Oral delivery of WR-1065 by ROS-responsive PEG-PCL nanoparticles for radioprotection

Abstract When a burst of reactive oxygen species (ROS) is induced after radiation exposure, a sufficient radioprotector drug must be quickly released to neutralize the ROS. An oral polymeric carrier of poly(e-caprolactone)-b-poly(ethylene glycol)-b-poly(e-caprolactone) was synthesized via the ROS-response linker thioketal (TK-linked PCEC) and used for delivery of the drug WR-1065. The drug-loaded nanoparticles (PCEC/WR-1065 NPs) had high WR-1065 content (19.7% w/w) in the core and a particle size of 183 nm. The PCEC/WR-1065 NPs could protect the drug from degradation at gastric pH. More than 70% of the TK-linked PCEC copolymer could be cleaved in 1 h. Therefore, a sufficient amount of WR-1065 could be quickly released from the PCEC/WR-1065 NPs to neutralize the burst of free radicals generated under irradiation.

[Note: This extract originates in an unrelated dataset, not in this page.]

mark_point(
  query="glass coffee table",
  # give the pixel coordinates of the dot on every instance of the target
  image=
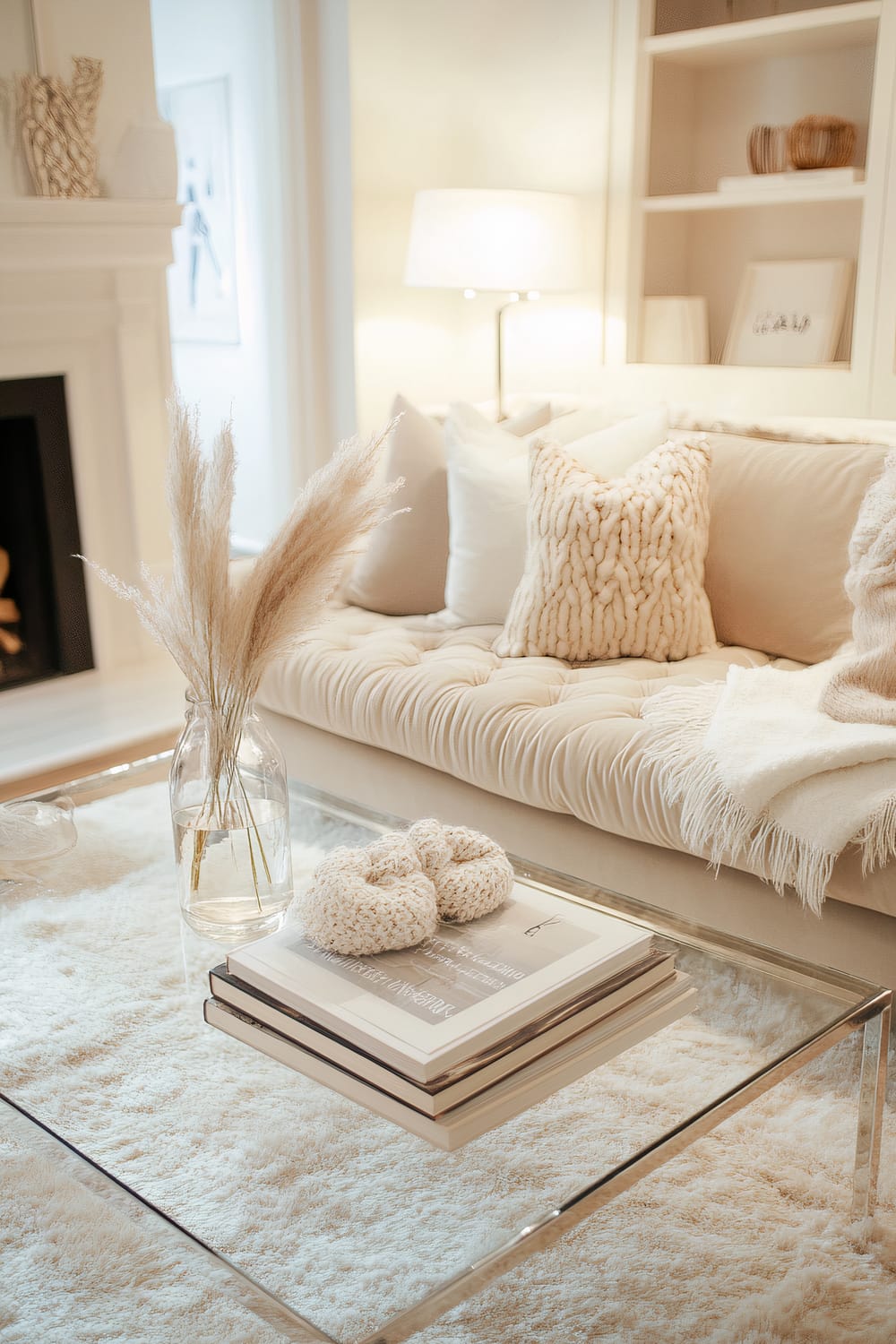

The in vitro cell uptake results of TK-linked PCEC NPs indicated that the NPs could be efficiently endocytosized by Caco-2 cells. Oral administration of the PCEC/WR-1065 led to survival benefit as well as protective effects on hematopoiesis and main organs with respect to the irradiation and oral free WR-1065 groups after 7.2 and 8.0 Gy total body irradiation, respectively. In vivo biodistribution studies indicated that the PCEC/WR-1065 NPs accumulated mainly in intestinal tissue. These results suggest that the design presented here provides a promising oral ROS-sensitive platform for acute radiation syndrome.